Em visita ao Ceará, no dia 26, o presidente, em discurso para uma multidão de apoiadores, disparou: “Esses que fecham tudo e destroem empregos estão na contramão daquilo que seu povo quer. Não me critiquem, vão para o meio do povo mesmo depois das eleições”.
O ato do presidente foi uma afronta não só aos governadores que estão determinando medidas em prol de um maior isolamento social, como o próprio Camilo Santana do Ceará, que se negou de participar do evento, mas também ao Ministério Público Federal, que recomendou oficialmente que o presidente evitasse de promover aglomeração de pessoas. Bolsonaro parecia, mais uma vez, empenhado em afrontar todos aqueles que apontam no isolamento social a única via efetiva, enquanto a vacinação em massa não ocorre, para se controlar a pandemia e se evitar mortes por falta de atendimento nos hospitais e unidades de saúde. Dois dias antes, ele esteve no Acre, também promovendo aglomeração de pessoas e, por ocasião de seu aniversário, reuniu mais de cem apoiadores na Praça dos Três Poderes.
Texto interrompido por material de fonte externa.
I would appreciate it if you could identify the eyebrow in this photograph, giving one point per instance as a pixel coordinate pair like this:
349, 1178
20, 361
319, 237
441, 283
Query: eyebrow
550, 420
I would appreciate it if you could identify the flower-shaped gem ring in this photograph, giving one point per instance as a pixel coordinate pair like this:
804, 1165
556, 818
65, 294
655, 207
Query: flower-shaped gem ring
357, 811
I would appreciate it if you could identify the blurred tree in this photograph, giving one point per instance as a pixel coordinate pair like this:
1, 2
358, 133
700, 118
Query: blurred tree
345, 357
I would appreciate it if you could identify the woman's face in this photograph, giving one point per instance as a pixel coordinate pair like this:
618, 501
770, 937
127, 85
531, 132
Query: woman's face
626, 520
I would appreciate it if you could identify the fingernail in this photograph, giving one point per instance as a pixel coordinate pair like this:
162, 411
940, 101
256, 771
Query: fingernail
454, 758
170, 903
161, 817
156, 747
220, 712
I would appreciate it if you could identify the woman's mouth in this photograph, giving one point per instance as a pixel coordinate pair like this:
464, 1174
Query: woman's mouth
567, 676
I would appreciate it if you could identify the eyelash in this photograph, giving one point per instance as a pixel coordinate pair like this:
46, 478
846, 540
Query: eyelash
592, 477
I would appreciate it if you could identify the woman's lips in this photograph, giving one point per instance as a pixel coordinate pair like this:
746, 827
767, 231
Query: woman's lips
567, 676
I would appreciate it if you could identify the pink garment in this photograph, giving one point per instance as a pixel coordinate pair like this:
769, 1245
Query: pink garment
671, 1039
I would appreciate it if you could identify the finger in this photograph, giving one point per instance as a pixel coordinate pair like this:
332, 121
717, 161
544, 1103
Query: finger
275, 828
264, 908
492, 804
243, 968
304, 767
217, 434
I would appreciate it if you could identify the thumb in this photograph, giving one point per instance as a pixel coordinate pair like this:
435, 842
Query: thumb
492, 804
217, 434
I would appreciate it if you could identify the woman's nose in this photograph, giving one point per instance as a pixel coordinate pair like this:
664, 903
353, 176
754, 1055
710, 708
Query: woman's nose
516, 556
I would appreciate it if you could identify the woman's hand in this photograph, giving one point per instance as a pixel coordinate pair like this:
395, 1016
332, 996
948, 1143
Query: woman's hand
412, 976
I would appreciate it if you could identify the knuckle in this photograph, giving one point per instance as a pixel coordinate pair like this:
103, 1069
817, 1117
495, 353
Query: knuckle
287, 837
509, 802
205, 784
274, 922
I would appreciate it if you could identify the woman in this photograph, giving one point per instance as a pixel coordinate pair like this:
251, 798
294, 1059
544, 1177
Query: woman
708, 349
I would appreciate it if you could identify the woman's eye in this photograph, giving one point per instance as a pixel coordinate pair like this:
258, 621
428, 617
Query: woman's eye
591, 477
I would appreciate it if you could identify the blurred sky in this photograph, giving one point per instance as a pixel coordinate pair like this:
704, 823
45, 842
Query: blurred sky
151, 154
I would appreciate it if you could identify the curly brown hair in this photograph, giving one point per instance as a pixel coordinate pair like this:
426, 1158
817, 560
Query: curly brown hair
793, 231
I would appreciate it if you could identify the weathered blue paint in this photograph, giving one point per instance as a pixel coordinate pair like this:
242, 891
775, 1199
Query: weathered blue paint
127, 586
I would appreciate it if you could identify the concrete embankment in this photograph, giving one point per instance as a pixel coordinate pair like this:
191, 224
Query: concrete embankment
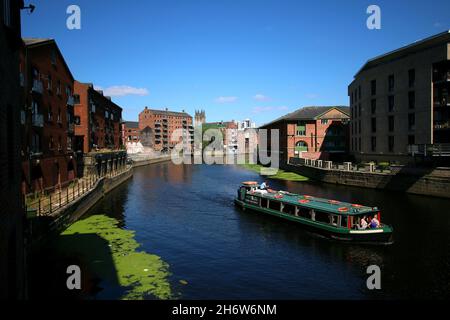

É incrível como, passado um ano, nosso presidente, e seu séquito de fiéis apoiadores, ainda não tenha entendido algo tão elementar: o problema do Covid-19 não é sua letalidade inerente, mas a superlotação do sistema de saúde, em que deixa de haver estrutura não só para tratar pacientes infectados pelo vírus, mas também aqueles que precisam de atendimento para outros problemas de saúde ainda mais letais, incluindo acidentes de trânsito, ataques cardíacos, derrames cerebrais, situações que requerem atendimento imediato, mobilizando médicos, enfermeiros, equipamentos hospitalares, que, simplesmente, não estarão disponíveis, porque estarão ocupados em decorrência das lotações causadas pela pandemia. É o que estamos enfrentando hoje no Rio Grande do Sul, é o que vimos ocorrer no Amazonas e é, infelizmente, o que estamos vendo acontecer também em outros estados, dada a escalada do vírus no último mês. Ou o presidente não entende, ou realmente não se importa com as milhares de vidas levadas todos os dias pela pandemia. Se sua preocupação é realmente o andamento da economia, está em suas mãos tomar medidas drásticas, com certeza, difíceis, mas necessárias, seguindo o exemplo da maior parte dos outros países. Não deveria, para começar, ter apostado em soluções ineficazes, contrariando a ciência, nem ter causado polêmica em torno das vacinas. Não deveria, em segundo lugar, ter interrompido os auxílios emergenciais. Não deveria, por fim, estar empenhado em fazer reformas que diminuem o papel do Estado na economia, único capaz de livrar o país não só da pandemia, mas também da estagnação econômica em que se encontra.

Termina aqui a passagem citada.